Now in calculating a timeframe for these steps, focus on two blocks of time and one hard deadline:

  1. LRC review: 15 workdays + two weekends + one day for sponsors to think and write = 20 days.
  2. AG review: 60 days review + 20 days (mostly fruitless) public comment = 80 days.
  3. Deadline to submit final petition+docs to SOS for approval to circulate: Monday, November 3, 2025.

The LRC and the AG traditionally use all of the time statute gives them (read: state officials aren’t going to do initiative sponsors any favors and hasten their review). Add to that 100-day review period a couple days of turnaround time for sponsors to review LRC comment, draft documents, and proofread.
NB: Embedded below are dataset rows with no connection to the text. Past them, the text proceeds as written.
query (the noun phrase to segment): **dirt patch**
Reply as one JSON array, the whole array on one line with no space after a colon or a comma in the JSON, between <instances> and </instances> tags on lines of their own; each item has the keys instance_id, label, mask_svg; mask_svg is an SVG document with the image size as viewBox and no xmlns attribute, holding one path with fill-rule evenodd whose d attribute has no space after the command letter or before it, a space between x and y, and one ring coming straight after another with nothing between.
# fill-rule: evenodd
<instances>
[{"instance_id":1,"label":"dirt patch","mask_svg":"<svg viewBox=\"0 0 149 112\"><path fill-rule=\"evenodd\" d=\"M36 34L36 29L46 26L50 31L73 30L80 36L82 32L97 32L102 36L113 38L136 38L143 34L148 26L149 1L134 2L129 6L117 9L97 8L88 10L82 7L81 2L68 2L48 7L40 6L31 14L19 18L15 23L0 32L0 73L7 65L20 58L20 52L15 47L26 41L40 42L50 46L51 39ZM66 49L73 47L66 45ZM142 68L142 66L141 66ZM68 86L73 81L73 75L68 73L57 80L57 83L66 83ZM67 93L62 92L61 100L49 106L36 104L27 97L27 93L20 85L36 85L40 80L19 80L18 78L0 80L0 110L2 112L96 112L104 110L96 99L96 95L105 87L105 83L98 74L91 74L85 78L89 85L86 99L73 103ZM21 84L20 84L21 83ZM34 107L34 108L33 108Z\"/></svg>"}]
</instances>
To ensure that all those steps happen and sponsors can put a complete petition packet in the Secretary’s hands by Monday, November 3, sponsors need to launch the process, submitting a draft amendment to the Legislative Research Council, no later than Monday, July 21.

So if you’re thinking about amending South Dakota’s constitution in the 2026 election and you haven’t already launched your campaign (the way Dakotans for Health did back in December!) July is time to poop or get off the pot. Get your amendment first drafts to the LRC by July 21, or wait until the 2028 election cycle.